Morte da rainha Elizabeth pode reviver Treetops Hotel no Quênia

A 15 minutos de carro da cidade de Nyeri, localizada a 144 km da capital do Quênia, Nairóbi, me leva por uma estrada asfaltada antes de virar à direita em uma trilha lamacenta que termina no portão do Parque. Esta estrada leva ao histórico Treetops Hotel, onde em 1952 a princesa Elizabeth de 25 anos soube da morte de seu pai e sua ascensão ao trono.

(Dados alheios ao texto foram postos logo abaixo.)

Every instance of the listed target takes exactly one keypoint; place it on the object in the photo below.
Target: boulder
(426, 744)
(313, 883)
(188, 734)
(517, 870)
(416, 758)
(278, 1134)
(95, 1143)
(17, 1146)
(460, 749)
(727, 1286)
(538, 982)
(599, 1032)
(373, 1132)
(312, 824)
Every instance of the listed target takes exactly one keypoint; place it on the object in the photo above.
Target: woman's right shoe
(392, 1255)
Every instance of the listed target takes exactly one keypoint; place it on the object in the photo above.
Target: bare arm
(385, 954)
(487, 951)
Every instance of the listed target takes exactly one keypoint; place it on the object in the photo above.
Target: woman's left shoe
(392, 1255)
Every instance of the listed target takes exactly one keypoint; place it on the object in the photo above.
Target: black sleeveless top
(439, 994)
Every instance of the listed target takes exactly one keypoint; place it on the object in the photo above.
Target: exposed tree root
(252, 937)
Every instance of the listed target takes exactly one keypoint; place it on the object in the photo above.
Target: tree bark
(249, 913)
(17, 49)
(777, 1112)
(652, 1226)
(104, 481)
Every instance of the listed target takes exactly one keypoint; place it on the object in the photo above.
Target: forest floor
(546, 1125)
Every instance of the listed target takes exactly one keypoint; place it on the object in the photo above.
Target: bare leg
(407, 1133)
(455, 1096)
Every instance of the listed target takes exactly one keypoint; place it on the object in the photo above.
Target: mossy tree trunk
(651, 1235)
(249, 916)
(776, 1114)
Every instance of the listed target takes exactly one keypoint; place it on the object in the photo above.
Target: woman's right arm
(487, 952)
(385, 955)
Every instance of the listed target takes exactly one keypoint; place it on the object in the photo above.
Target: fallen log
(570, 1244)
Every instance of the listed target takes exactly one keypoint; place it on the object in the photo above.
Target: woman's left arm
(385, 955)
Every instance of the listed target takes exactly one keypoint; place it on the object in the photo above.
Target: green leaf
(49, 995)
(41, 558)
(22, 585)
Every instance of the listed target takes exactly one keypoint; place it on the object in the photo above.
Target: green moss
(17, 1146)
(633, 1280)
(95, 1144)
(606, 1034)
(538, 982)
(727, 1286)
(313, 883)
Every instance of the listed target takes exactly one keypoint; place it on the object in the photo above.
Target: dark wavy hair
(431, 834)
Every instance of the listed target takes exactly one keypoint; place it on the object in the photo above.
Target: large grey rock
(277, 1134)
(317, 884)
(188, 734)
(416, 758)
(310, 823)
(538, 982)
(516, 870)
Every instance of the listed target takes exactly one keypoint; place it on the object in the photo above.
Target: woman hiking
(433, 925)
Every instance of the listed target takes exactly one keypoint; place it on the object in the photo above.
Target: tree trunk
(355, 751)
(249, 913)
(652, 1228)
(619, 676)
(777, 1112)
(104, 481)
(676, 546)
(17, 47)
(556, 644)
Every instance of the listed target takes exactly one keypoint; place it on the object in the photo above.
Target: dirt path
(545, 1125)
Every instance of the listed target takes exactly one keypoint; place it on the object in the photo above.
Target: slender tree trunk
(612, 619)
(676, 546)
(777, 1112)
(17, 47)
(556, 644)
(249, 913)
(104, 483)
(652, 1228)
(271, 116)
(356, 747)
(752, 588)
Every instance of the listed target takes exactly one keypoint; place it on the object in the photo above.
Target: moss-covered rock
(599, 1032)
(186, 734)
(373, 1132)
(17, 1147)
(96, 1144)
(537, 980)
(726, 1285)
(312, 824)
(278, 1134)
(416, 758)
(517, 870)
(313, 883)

É de manhã cedo que a morte da rainha foi anunciada. Depois de passar pela segurança, ligamos para um gerente de marketing do hotel, que diz para eu e meu motorista esperarmos uma hora para que o local seja limpo, já que o negócio está fechado há um ano.

QUARTZO / FAUSTINE NGILA

Este sinal enferrujado indica anos de pouco ou nenhum negócio aqui

Subimos a colina, através de moitas e grama alta coberta de orvalho da manhã. Um búfalo está pastando e os pássaros cantam quando paramos em frente a um portão enferrujado com uma placa de madeira velha e dilapidada que diz “Copa das árvores”. Uma cerca de arame elétrico mantém os animais selvagens fora desta instalação histórica.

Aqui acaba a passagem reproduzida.